Das weitere – teils spekulative – Vorbringen zu den Tatumständen (feuchte Vagina und Gespräch über Verhütung, sodass von Freiwilligkeit auszugehen sei; Beendigung des Geschlechtsverkehrs ohne Samenerguss; Tragen enger Kleidung, die ein Entkleiden bei Gegenwehr nicht ermögliche; keine Beschädigung der Kleidung und keine Verletzungen des Opfers als Hinweise auf Gewalt) sowie zum Nachtatverhalten des Opfers (kein Weinen im Lokal, kein unmittelbares Erzählen über einen Vorfall, Besuch eines Nachtclubs sechs Tage nach der Tat), spricht keine Anfechtungskategorie der Z 5 an. Vielmehr versucht der Beschwerdeführer die Glaubwürdigkeit des Tatopfers in Zweifel zu ziehen, bekämpft solcherart aber unzulässig die Beweiswürdigung des Erstgerichts nach Art einer im kollegialgerichtlichen Verfahren nicht vorgesehenen Schuldberufung (erneut RIS‑Justiz RS0106588 [insb T15]).
Mit der Berufung auf den „Zweifelsgrundsatz“ (§ 14 zweiter Halbsatz StPO) wird kein Begründungsmangel geltend gemacht (RIS‑Justiz RS0102162).
Entgegen dem Vorwurf offenbar unzureichender Begründung (Z 5 vierter Fall) der – entgegen der Beschwerdebehauptung keineswegs bloß mit Hilfe der „verba legalia“ getroffenen – Konstatierungen zur subjektiven Tatseite wegen Fehlens einer Auseinandersetzung mit der festgestellten Intention des Angeklagten, seine Bedürfnisse zu befriedigen bei weiters konstatiertem Abbruch des Geschlechtsverkehrs vor dem Samenerguss, Nichtberücksichtigung des Fehlens von Abwehrverletzungen des Tatopfers und einer Fehlinterpretation der Aussage der Zeugin Andrea F***** begegnet deren Ableitung aus dem äußeren Geschehen (US 10 f) unter dem Aspekt der Begründungstauglichkeit keinen Bedenken. Denn der Schluss von einem gezeigten Verhalten auf ein zugrunde liegendes Wollen oder Wissen ist rechtsstaatlich vertretbar und bei einem – wie hier – leugnenden Angeklagten in aller Regel methodisch gar nicht zu ersetzen (vgl RIS‑Justiz RS0116882).
Der Vorwurf der Aktenwidrigkeit (Z 5 fünfter Fall) wird nur nominell erhoben, sodass die Beschwerde in diesem Umfang nicht prozessordnungsgemäß ausgeführt ist (vgl § 285 Abs 1, § 285d Abs 1 Z 1 erster Fall StPO).

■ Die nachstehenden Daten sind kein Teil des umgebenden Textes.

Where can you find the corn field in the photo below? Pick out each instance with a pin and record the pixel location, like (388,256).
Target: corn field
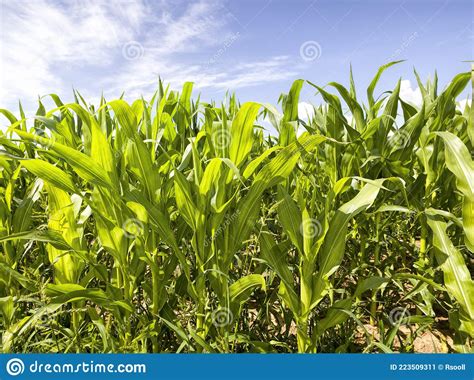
(176,225)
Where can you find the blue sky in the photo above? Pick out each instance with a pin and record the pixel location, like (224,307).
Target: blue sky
(256,48)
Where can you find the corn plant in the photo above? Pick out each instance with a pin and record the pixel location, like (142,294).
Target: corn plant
(177,225)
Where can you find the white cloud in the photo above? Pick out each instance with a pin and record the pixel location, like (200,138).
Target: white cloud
(40,38)
(51,46)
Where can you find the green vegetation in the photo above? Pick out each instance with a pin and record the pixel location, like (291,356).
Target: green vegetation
(173,225)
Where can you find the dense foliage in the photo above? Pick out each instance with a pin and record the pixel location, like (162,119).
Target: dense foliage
(174,225)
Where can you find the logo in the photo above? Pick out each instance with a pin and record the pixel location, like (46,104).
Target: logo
(15,367)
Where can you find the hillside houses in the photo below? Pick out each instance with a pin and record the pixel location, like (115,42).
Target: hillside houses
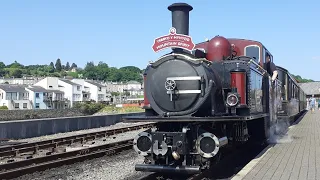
(59,93)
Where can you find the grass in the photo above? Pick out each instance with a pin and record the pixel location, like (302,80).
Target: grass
(113,109)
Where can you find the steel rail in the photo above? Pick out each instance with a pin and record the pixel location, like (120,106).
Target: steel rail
(19,168)
(53,144)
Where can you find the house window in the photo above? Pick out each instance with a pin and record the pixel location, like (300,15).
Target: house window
(254,52)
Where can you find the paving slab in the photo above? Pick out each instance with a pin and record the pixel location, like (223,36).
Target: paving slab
(293,156)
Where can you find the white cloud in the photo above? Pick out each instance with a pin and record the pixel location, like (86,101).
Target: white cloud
(315,58)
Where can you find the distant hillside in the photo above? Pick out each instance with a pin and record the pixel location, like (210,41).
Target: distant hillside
(301,80)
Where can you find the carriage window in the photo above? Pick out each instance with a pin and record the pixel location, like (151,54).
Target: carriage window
(253,51)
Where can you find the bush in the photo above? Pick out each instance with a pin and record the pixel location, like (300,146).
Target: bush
(113,109)
(3,108)
(89,107)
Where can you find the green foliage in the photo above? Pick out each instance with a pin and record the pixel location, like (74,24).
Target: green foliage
(89,107)
(3,108)
(301,80)
(67,67)
(101,71)
(113,109)
(115,93)
(58,65)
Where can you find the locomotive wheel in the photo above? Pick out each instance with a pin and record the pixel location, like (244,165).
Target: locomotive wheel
(259,129)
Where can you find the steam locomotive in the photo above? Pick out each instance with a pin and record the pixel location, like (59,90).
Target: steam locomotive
(209,100)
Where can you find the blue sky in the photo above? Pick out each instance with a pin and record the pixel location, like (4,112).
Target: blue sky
(121,33)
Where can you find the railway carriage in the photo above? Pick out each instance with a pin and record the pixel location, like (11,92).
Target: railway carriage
(209,100)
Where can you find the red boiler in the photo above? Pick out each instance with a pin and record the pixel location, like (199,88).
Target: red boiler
(146,103)
(238,80)
(218,48)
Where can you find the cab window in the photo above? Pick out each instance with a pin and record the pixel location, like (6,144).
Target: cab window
(253,51)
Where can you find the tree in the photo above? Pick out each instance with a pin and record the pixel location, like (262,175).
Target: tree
(17,73)
(67,66)
(51,64)
(2,65)
(58,65)
(15,64)
(90,71)
(73,65)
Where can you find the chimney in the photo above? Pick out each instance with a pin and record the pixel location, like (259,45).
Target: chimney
(180,17)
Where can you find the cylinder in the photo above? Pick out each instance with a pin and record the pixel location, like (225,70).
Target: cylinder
(238,81)
(180,17)
(146,103)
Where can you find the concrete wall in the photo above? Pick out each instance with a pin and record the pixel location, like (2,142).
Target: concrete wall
(39,127)
(6,115)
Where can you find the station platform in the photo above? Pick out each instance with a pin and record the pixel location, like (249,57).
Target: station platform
(293,156)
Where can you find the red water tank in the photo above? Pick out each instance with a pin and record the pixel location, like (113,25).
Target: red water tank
(218,48)
(238,80)
(145,99)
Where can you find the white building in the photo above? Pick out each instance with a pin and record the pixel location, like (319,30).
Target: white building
(98,91)
(46,99)
(22,81)
(134,88)
(72,91)
(14,97)
(86,94)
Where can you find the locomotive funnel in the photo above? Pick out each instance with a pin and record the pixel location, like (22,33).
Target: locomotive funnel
(180,17)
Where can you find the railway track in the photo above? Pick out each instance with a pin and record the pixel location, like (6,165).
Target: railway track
(20,159)
(229,165)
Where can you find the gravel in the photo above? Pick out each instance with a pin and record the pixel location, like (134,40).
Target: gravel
(119,167)
(60,135)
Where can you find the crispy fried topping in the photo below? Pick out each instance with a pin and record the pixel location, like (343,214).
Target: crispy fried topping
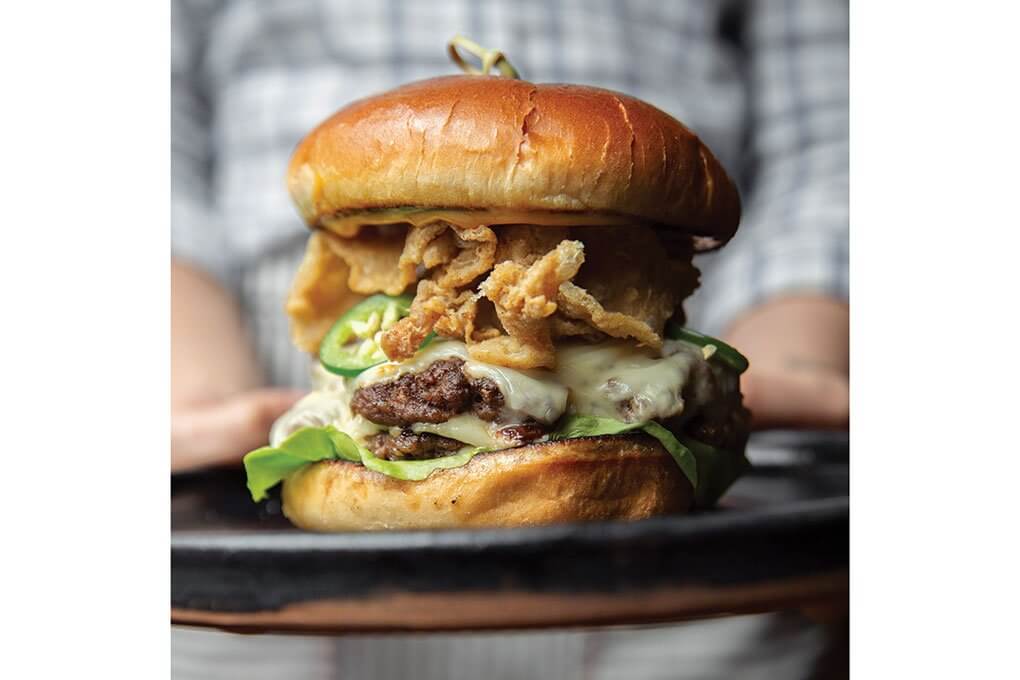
(508,292)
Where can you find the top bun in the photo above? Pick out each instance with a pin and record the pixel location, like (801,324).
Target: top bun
(497,144)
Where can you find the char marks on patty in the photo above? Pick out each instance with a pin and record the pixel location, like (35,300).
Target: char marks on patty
(432,396)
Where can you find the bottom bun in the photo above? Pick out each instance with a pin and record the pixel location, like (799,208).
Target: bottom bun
(624,477)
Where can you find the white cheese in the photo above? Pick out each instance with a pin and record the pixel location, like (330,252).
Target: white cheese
(327,404)
(613,379)
(616,379)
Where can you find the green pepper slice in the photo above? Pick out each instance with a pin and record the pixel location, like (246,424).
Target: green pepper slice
(722,352)
(352,347)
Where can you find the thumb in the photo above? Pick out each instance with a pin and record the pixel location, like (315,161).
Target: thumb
(223,431)
(797,399)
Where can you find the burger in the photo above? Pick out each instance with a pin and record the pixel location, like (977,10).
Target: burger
(493,295)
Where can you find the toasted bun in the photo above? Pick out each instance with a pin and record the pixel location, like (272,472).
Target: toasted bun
(594,478)
(475,142)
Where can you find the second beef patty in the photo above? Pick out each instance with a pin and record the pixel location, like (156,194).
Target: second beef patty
(432,396)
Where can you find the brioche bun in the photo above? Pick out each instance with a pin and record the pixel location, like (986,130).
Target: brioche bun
(513,148)
(623,477)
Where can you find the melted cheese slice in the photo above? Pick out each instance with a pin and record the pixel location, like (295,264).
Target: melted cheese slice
(612,379)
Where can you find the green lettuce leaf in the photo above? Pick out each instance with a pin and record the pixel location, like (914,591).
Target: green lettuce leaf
(710,470)
(575,426)
(268,466)
(717,469)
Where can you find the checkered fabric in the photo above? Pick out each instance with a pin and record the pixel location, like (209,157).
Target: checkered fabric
(764,84)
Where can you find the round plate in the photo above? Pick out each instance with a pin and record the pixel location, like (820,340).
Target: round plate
(779,539)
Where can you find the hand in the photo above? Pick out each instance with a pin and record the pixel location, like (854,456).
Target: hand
(222,431)
(799,353)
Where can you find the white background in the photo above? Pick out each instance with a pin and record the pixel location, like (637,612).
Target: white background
(84,279)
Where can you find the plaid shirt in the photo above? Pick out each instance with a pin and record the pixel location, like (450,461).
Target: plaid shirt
(764,84)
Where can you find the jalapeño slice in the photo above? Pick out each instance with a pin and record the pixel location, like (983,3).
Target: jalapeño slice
(724,353)
(352,344)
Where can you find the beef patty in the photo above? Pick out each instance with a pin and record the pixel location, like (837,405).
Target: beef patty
(432,396)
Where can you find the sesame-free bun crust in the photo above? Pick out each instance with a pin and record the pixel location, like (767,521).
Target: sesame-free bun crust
(623,477)
(510,148)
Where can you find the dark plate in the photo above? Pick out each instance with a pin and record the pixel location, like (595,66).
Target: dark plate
(779,539)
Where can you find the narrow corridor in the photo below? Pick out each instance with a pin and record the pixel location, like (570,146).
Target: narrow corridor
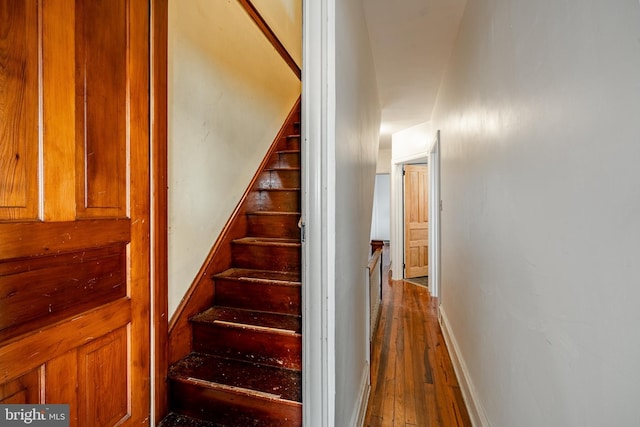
(412,379)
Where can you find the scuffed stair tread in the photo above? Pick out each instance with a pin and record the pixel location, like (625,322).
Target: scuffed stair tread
(273,213)
(177,420)
(278,383)
(283,323)
(245,274)
(277,189)
(267,241)
(283,168)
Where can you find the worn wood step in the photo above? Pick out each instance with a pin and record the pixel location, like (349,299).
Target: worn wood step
(291,142)
(267,338)
(285,159)
(248,377)
(283,200)
(179,420)
(266,253)
(232,408)
(270,291)
(274,224)
(279,178)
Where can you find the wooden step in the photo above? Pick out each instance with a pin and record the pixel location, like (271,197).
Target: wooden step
(291,142)
(279,178)
(179,420)
(274,224)
(285,159)
(281,199)
(278,292)
(280,383)
(266,338)
(266,253)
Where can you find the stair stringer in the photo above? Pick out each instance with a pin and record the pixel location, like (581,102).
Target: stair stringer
(200,294)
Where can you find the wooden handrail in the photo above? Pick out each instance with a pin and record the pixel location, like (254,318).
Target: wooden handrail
(270,35)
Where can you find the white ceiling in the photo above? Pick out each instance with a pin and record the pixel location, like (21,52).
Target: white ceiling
(411,41)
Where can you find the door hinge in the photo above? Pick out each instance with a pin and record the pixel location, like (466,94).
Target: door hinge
(302,227)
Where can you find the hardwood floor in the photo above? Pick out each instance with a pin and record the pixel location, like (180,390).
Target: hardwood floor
(412,379)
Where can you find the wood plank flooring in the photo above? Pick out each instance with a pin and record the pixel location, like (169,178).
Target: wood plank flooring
(413,383)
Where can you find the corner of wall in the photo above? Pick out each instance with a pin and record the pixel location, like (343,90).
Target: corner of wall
(469,393)
(360,409)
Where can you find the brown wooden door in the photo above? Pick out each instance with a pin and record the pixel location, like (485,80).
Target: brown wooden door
(74,207)
(416,220)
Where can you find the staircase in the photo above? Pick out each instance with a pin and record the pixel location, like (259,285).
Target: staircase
(245,364)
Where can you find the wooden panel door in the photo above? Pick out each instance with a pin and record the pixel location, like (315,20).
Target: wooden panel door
(74,207)
(416,220)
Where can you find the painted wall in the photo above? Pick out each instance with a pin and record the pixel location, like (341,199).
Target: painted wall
(357,124)
(285,19)
(229,93)
(381,219)
(539,112)
(384,161)
(412,142)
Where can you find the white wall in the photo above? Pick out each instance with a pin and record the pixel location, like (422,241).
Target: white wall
(383,164)
(229,93)
(539,114)
(412,142)
(381,219)
(357,124)
(285,19)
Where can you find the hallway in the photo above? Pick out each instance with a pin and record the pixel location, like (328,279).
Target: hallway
(412,380)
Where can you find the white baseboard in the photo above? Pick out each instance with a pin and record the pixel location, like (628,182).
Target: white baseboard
(469,393)
(360,410)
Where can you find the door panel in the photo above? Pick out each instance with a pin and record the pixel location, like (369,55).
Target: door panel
(416,213)
(101,73)
(18,110)
(74,245)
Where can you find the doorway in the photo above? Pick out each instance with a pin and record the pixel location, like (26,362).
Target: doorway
(416,220)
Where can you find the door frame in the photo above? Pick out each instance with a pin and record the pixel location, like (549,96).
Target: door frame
(318,212)
(397,213)
(159,218)
(318,111)
(435,206)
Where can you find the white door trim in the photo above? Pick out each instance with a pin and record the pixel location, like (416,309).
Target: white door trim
(434,218)
(318,213)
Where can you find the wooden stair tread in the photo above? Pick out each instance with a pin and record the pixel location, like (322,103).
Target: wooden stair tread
(243,377)
(273,213)
(178,420)
(249,275)
(277,188)
(277,323)
(267,241)
(282,168)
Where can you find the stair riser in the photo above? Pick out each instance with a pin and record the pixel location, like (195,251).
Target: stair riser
(276,258)
(285,160)
(232,409)
(273,298)
(285,226)
(279,350)
(291,142)
(274,200)
(279,179)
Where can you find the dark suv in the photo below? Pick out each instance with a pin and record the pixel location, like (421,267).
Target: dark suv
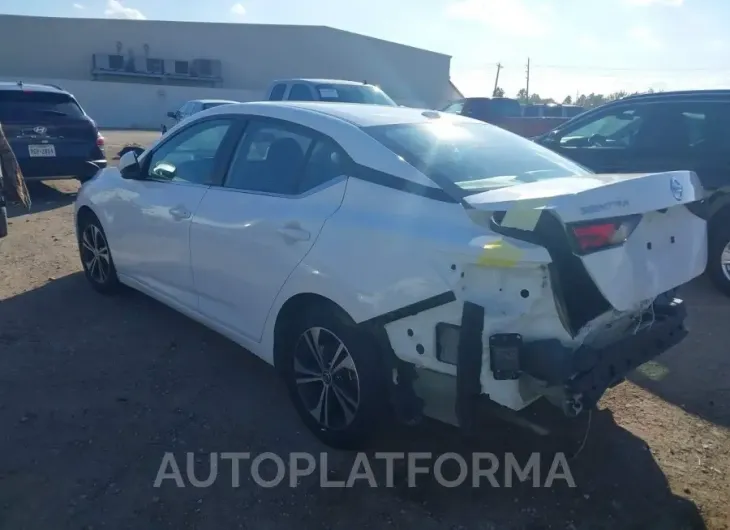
(687,130)
(51,135)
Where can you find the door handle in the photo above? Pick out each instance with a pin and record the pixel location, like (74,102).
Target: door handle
(294,233)
(179,213)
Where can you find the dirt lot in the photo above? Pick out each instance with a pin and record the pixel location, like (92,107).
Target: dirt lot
(94,390)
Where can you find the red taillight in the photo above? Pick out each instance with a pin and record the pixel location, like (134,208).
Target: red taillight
(605,233)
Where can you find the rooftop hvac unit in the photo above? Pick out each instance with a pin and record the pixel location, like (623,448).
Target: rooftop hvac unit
(154,66)
(176,68)
(209,68)
(109,62)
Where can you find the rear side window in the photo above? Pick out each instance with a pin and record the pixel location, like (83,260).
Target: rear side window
(24,106)
(277,93)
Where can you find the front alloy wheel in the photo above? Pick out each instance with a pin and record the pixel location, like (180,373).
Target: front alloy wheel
(326,378)
(96,257)
(335,375)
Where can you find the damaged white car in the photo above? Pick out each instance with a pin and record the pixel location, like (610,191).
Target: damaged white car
(394,260)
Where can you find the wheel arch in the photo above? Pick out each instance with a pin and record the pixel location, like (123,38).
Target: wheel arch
(297,304)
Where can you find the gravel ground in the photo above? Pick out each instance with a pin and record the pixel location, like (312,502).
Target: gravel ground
(94,391)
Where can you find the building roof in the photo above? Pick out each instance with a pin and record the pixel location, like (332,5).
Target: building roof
(358,114)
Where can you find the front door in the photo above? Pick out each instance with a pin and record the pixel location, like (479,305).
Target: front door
(154,247)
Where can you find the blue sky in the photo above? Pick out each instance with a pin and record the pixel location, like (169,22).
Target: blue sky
(574,45)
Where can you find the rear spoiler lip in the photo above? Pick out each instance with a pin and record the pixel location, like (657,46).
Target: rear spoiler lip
(561,198)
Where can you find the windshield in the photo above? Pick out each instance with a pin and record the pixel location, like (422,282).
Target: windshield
(473,156)
(23,106)
(207,106)
(354,94)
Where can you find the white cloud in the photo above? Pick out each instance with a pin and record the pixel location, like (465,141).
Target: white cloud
(670,3)
(238,10)
(115,9)
(645,37)
(508,16)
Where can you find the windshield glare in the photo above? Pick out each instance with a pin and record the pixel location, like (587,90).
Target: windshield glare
(473,156)
(367,94)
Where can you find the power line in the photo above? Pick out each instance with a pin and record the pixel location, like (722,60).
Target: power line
(623,69)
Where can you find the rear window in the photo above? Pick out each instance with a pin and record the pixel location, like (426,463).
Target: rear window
(473,157)
(367,94)
(17,105)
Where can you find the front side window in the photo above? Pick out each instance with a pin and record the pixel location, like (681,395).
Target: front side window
(21,106)
(277,93)
(354,94)
(189,156)
(472,157)
(269,159)
(614,129)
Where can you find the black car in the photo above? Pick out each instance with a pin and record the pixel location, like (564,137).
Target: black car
(685,130)
(51,135)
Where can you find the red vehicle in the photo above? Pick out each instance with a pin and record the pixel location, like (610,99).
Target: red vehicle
(506,113)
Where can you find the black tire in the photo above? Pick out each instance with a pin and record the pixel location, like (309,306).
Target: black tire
(338,383)
(3,222)
(719,239)
(99,271)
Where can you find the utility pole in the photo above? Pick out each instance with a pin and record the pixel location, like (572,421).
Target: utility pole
(496,80)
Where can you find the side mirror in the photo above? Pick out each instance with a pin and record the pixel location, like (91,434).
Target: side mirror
(129,166)
(164,170)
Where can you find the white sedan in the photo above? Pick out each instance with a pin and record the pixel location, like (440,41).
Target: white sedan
(383,258)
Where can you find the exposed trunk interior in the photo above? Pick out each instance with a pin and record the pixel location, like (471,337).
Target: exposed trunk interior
(573,286)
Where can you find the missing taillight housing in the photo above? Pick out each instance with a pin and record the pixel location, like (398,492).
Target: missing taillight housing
(602,234)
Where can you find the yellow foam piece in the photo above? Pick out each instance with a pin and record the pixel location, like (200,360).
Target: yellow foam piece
(499,254)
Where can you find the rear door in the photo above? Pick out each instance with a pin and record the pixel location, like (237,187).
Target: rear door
(251,232)
(42,125)
(633,233)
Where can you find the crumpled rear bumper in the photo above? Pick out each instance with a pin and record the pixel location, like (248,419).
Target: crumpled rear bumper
(583,374)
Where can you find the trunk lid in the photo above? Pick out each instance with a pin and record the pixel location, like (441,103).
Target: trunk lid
(43,120)
(665,244)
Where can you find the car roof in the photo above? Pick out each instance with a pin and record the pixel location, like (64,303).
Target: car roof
(358,114)
(678,94)
(214,101)
(321,81)
(32,87)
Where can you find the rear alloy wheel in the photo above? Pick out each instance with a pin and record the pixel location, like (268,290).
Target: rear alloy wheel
(335,380)
(96,257)
(718,258)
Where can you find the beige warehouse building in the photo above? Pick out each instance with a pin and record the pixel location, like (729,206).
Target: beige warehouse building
(160,64)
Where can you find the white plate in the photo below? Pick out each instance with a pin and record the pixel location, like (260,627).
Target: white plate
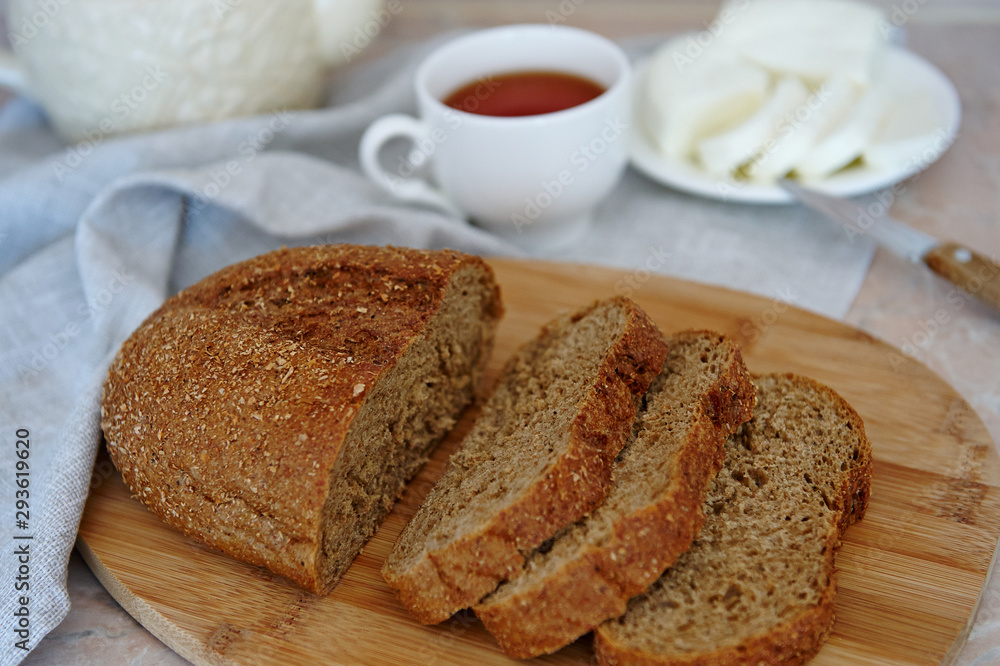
(856,180)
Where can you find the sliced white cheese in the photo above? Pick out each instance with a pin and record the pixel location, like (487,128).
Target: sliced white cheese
(912,135)
(825,108)
(723,154)
(812,39)
(685,99)
(848,141)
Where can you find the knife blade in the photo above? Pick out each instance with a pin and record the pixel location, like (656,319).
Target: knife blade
(974,273)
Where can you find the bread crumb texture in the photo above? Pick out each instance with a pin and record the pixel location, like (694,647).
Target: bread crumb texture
(588,571)
(276,409)
(538,458)
(758,585)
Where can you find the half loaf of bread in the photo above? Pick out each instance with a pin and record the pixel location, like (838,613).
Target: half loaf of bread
(538,458)
(758,585)
(276,409)
(651,514)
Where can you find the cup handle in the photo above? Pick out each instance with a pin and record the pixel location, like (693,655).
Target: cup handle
(11,73)
(415,190)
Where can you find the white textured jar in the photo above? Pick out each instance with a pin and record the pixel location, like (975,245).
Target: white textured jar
(102,67)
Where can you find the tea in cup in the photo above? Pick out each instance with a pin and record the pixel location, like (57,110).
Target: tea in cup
(522,128)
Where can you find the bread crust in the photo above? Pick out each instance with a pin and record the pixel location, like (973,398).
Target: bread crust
(466,569)
(566,604)
(227,409)
(798,639)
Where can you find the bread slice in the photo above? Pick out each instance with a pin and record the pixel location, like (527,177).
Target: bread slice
(538,458)
(652,512)
(276,409)
(758,585)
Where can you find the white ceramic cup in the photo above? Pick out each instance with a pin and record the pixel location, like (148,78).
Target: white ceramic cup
(105,67)
(534,179)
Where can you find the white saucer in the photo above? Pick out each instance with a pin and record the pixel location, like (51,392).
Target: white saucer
(853,181)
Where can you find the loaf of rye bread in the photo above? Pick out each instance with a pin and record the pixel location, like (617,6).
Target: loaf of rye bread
(588,572)
(276,409)
(537,459)
(758,585)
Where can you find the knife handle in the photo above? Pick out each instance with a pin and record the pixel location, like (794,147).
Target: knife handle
(969,270)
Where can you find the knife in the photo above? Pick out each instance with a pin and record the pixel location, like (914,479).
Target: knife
(973,272)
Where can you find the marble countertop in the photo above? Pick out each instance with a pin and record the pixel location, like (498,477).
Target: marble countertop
(902,304)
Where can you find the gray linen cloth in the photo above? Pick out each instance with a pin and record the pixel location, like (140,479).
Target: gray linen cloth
(94,237)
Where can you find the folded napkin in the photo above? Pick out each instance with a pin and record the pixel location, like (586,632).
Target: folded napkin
(94,237)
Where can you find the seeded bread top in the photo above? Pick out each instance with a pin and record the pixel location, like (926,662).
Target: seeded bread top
(250,378)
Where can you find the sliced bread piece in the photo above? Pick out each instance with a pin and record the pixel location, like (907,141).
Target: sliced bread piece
(758,585)
(652,512)
(538,458)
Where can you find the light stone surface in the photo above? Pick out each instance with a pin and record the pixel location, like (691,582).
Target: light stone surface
(904,305)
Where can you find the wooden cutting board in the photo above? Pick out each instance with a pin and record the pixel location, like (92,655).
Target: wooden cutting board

Die Tatsachenrüge (Z 5a) wiederholt weitgehend das Vorbringen der Mängelrüge und lässt solcherart den wesensmäßigen Unterschied der einzelnen Nichtigkeitsgründe außer Acht (RIS‑Justiz RS0115902).
Indem die Rüge auf einzelne Textpassagen der Aussage des Tatopfers, auf (unerhebliche Details betreffende) Widersprüche in dessen Angaben und auf die leugnende Verantwortung des Angeklagten verweist (die vom Schöffengericht iSd § 270 Abs 2 Z 5 StPO ohnedies berücksichtigt wurden [US 7–11]) und daraus für den Angeklagten günstigere Schlüsse zieht, vermag sie keine erheblichen Bedenken gegen die Richtigkeit des Ausspruchs über entscheidende Tatsachen zu wecken (vgl RIS‑Justiz RS0099674). Denn die Tatsachenrüge will nur unerträgliche Feststellungen zu entscheidenden Tatsachen (das sind schuld- oder subsumtionserhebliche Tatumstände, nicht aber im Urteil geschilderte Begleitumstände oder im Rahmen der Beweiswürdigung angestellte Erwägungen) und völlig lebensfremde Ergebnisse der Beweiswürdigung durch konkreten Verweis auf aktenkundige Beweismittel (bei gleichzeitiger Bedachtnahme auf die Gesamtheit der tatrichterlichen Beweiswerterwägungen) verhindern. Abgesehen von solchen Sonderfällen beantwortet der Oberste Gerichtshof auf eine Überprüfung der Beweiswürdigung abzielende Beschwerden ohne eingehende eigene Erwägungen, um über den Umfang seiner Eingriffsbefugnisse keine Missverständnisse aufkommen zu lassen (RIS‑Justiz RS0118780).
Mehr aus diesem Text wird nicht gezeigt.